Para Cláudio Frischtak, sócio fundador da Inter.B, a deficiência
no investimento do Estado se soma ao fato de as prioridades do orçamento geralmente
não estarem alinhadas ao interesse público. “Não é só uma questão de teto de
gastos – o problema maior, na realidade, é a prioridade”, avalia.
“Nesse sentido, o que é mais flagrante são as emendas do
relator, o chamado orçamento secreto. Só ali, no ano que vem, teremos R$ 20,4
bilhões que a gente não sabe nem para quê, afinal de contas não há transparência”,
diz.
“Quando há um pouco de transparência, o que se revela é uma péssima alocação de recursos, fragmentação dos investimentos, executados com baixa racionalidade, sem planejamento e tipicamente com elementos de clientelismo, quando não de patrimonialismo e apropriação privada, ou seja, corrupção, como notícias recentes têm revelado.”
Para fins de comparação, o orçamento do Departamento Nacional
de Infraestrutura de Transportes (Dnit) para 2023 prevê R$ 4,1 bilhões para investimentos,
que podem ou não ser executados. O valor, suficiente para construção de cerca
de 40 mil quilômetros de rodovias, é apenas um quinto do destinado a emendas do
relator.
Apesar do aumento da participação privada nos investimentos de infraestrutura desde 2019, principalmente nos setores de transportes e saneamento, o potencial ainda está aquém do ideal, segundo o estudo da Inter.B. A atração do capital privado, segundo economistas, passa necessariamente pela melhoraria nas condições de financiamento e principalmente de segurança jurídica.
“Que investidor vai querer vir para um país em que ele pode
até ir para a Justiça e ter sua dívida reconhecida, mas receber da União um ‘devo
não nego, pago quando puder’?”, diz Juliana, referindo-se à PEC dos
Precatórios, aprovada em 2021 e que autorizou o governo a adiar o pagamento de dívidas.
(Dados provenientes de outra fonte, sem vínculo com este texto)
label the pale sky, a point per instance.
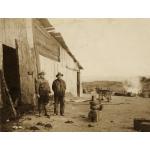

Frischtak destaca ainda que a interferência do Executivo sobre os órgãos regulatórios aumentou nos últimos anos. “É preciso garantir maior independência, autonomia técnica, financeira e administrativa para as agências”, defende. “Existe hoje uma brecha de cerca de R$ 150 bilhões por ano de investimentos em infraestrutura, e certamente o setor público não tem como bancar esses valores. Uma boa parte disso tem de vir do setor privado.”